Le lendemain, très tôt, Fabien vient me chercher. Tellement tôt que je n’ai même pas eu le temps de me poser trop de questions. Nous rejoignons les autres en ville, et tu es là, avec ton compagnon, qui t’a déposée. Tu montes avec Fabien et moi, Cécile et Stan dans l’autre voiture, direction Dieppe. Je vous fais écouter "Altitudes" de Jason Becker. Tu trouves ça beau. Je te dis que mon rêve est de composer aussi beau. Tu m’avoues que ton rêve à toi, c'est Bach... Je suis assis seul à l’arrière, et je contemple ce petit moment de vie. Toi, là, tout prêt, de dos.

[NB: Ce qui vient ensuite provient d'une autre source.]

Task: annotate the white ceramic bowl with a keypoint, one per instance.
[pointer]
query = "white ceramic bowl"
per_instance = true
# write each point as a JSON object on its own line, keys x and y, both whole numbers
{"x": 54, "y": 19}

A Dieppe, pendant que tu vas te baigner avec Cécile, on va se prendre un petit déjeuner dans les rues piétonnes et on achète des sandwichs. On monte voir le château. Une femme s'est jetée de la falaise, sa voiture est encore là. On va ensuite sur une petite plage tranquille, près de Varengeville. Je filme un peu tout le monde avec le caméscope de Stan, mais il n’a plus beaucoup de bande, donc il faut limiter. Je fais bien attention de te filmer, mais pas trop, pas plus que les autres… Puis je vais m'installer sur un gros rocher, face à la mer. Tu m’y rejoins, et on reste bien une heure à parler, écouter les vagues et le vent. On se regarde peu, on est allongés, les yeux clos pour être bercé par l'autre, sous le soleil chaud et le ciel d'un bleu énorme. On fait une promenade dans la campagne alentour, dans le village aux grandes maisons. Tu marches toujours près de moi, ce qui fait que je ralentis mes pas pour qu’on se retrouve tous les deux derrière, en retrait. A un virage, je me souviens que tu m'attends. On ne se parle pas, je crois. On s'observe. Tu montes sur un talus pour cueillir des framboises. On rejoint lentement les autres. Puis on reprend la voiture et on s’arrête pour faire un foot près d'un stade. On va visiter l'église de Varengeville et le cimetière. Je photographie Cécile. J'écris une carte à Marie. Stan et Cécile décident de rentrer.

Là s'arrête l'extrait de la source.